The MoMIC initiative will involve a number of centers in Scandinavia, in the US and in Canada. Such a randomized surgical trial is probably the best way forward to gain some of the lacking knowledge on how to treat patients with mitral regurgitation and coronary heart disease. Several decades of observational studies and experimental animal models have not solved the obvious question of whether or not we should “treat a myocardial disease with a valve procedure”. If conducted according to plan, the MoMIC trial should provide us with some of the answers we need to advise our patients based on sound knowledge.

We encourage participating centers to support the trial and put in an effort to optimize its qualities.

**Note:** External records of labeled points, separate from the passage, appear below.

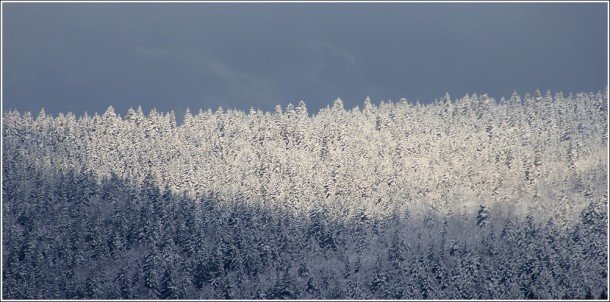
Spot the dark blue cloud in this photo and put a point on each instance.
(84, 57)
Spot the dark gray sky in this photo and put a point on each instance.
(85, 56)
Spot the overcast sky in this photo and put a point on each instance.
(84, 56)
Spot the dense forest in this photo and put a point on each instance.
(470, 198)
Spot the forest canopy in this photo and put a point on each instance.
(458, 199)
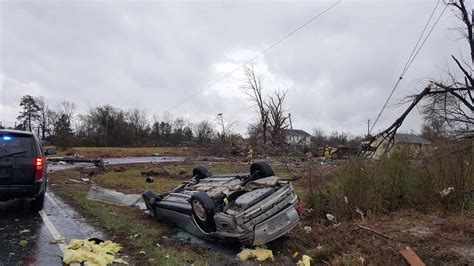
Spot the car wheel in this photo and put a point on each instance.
(261, 169)
(38, 203)
(200, 172)
(203, 209)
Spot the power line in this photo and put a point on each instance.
(410, 60)
(255, 57)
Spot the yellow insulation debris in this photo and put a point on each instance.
(90, 253)
(259, 254)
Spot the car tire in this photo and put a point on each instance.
(203, 210)
(200, 172)
(261, 169)
(38, 203)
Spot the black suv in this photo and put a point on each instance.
(22, 167)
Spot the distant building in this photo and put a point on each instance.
(410, 139)
(297, 137)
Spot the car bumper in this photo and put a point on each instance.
(276, 226)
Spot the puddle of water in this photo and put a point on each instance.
(229, 250)
(128, 160)
(466, 252)
(111, 196)
(419, 231)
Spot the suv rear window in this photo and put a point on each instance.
(16, 145)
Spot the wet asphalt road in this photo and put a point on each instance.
(24, 237)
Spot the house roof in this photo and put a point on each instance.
(410, 139)
(297, 133)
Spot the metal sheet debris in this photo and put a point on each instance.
(111, 196)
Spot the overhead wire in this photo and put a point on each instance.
(414, 53)
(256, 56)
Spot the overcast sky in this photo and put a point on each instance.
(338, 70)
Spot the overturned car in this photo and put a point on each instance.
(253, 208)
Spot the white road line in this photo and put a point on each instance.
(56, 235)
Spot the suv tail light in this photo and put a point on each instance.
(298, 208)
(39, 168)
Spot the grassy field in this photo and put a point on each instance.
(115, 152)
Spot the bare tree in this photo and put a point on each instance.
(138, 121)
(203, 132)
(225, 128)
(277, 119)
(252, 87)
(29, 112)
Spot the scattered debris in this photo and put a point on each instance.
(155, 173)
(66, 160)
(57, 241)
(23, 243)
(361, 214)
(411, 257)
(260, 254)
(419, 231)
(90, 253)
(111, 196)
(373, 231)
(305, 261)
(76, 181)
(446, 191)
(330, 217)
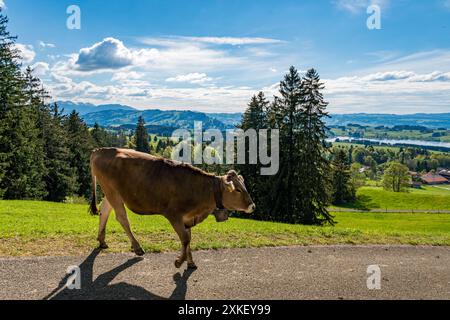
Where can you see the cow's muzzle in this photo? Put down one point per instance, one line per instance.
(251, 208)
(221, 215)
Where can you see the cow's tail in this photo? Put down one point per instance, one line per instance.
(93, 210)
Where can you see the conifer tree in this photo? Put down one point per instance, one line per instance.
(80, 146)
(142, 137)
(314, 168)
(21, 150)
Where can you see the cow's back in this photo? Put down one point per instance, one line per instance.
(148, 184)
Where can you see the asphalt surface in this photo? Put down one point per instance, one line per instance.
(315, 272)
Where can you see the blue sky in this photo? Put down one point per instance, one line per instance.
(214, 55)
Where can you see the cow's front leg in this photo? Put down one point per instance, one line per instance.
(185, 239)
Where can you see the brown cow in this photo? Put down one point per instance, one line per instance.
(150, 185)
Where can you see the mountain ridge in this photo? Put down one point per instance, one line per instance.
(118, 115)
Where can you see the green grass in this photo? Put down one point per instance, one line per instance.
(42, 228)
(427, 198)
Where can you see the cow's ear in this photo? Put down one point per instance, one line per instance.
(229, 185)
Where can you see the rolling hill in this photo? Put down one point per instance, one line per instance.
(115, 115)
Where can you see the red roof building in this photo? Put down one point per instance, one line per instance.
(432, 179)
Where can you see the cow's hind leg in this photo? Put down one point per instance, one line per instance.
(121, 216)
(105, 210)
(185, 238)
(191, 263)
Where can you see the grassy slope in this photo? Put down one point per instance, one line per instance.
(41, 228)
(427, 198)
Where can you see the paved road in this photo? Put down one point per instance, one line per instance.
(316, 272)
(390, 211)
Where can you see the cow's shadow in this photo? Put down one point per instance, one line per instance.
(101, 289)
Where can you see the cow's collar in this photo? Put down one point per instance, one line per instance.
(217, 189)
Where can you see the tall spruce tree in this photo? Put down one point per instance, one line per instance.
(314, 168)
(142, 137)
(255, 117)
(80, 146)
(21, 150)
(60, 178)
(284, 115)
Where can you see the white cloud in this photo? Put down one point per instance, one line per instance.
(107, 54)
(131, 75)
(389, 92)
(357, 6)
(40, 68)
(44, 45)
(111, 54)
(234, 41)
(194, 78)
(419, 62)
(27, 52)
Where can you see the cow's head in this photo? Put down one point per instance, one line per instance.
(235, 195)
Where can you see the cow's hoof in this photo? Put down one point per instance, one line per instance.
(178, 263)
(139, 252)
(103, 246)
(192, 265)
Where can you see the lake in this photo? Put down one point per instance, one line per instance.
(394, 142)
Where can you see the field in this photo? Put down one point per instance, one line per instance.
(428, 198)
(41, 228)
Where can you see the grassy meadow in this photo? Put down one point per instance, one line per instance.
(427, 198)
(42, 228)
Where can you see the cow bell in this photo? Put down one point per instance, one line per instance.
(221, 215)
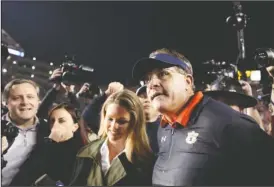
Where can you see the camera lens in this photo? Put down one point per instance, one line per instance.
(264, 57)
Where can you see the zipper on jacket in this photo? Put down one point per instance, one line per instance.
(170, 150)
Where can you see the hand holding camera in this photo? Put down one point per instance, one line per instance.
(84, 90)
(246, 87)
(5, 143)
(270, 71)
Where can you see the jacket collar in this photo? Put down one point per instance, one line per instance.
(7, 118)
(115, 173)
(194, 113)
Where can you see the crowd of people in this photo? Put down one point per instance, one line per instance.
(164, 133)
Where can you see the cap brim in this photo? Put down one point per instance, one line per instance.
(145, 65)
(244, 101)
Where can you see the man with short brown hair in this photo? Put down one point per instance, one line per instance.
(22, 100)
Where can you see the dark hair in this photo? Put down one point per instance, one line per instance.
(83, 131)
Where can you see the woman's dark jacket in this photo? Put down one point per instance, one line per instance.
(54, 159)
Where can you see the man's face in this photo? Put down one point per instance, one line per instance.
(148, 108)
(23, 102)
(168, 89)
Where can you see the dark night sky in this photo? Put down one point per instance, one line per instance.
(111, 36)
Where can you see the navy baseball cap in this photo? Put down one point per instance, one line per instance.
(160, 60)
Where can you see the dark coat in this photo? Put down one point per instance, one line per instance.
(88, 170)
(54, 159)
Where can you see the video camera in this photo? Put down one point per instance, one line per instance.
(4, 51)
(264, 57)
(8, 130)
(92, 91)
(211, 70)
(74, 74)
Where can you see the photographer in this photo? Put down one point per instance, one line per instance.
(91, 114)
(86, 93)
(23, 130)
(270, 70)
(58, 88)
(59, 151)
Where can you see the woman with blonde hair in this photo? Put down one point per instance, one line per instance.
(122, 155)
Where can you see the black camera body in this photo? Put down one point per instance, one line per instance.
(75, 74)
(92, 91)
(4, 51)
(264, 57)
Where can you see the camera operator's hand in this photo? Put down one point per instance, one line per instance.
(246, 87)
(83, 89)
(5, 143)
(55, 74)
(114, 87)
(70, 88)
(270, 71)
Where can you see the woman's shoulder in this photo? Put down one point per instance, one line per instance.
(92, 137)
(91, 149)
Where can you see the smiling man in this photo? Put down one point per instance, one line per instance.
(201, 141)
(22, 99)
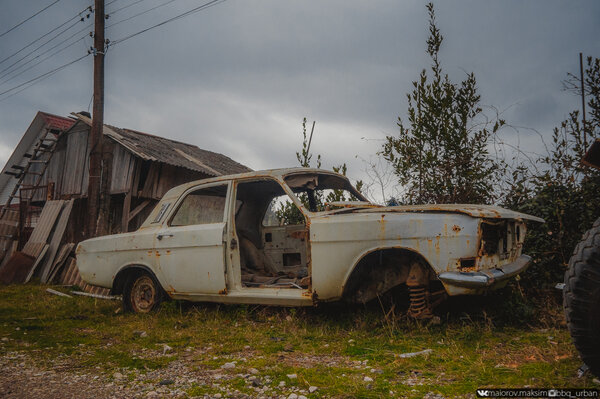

As for all such trials there are insufficiencies and matters of controversy, but the planning has been done and inclusions have started.

To us there is only one statement from the MoMIC-trial that demands a comment at this point: “The benefit of adding mitral valve surgery to coronary artery bypass surgery (CABG) is well documented in patients with a combination of coronary artery disease and severe mitral regurgitation.” Citation19. This statement is incorrect as it cannot be substantiated by the given references. The treatment choices for severe ischemic mitral regurgitation also lack documentation, and they are not obvious, particularly for patients with failing ventricles. Perhaps we will see a Scandinavian “Severe mitral regurgitation in dysfunctional ischemic ventricles or SeVIC trial” some time in the not too distant future?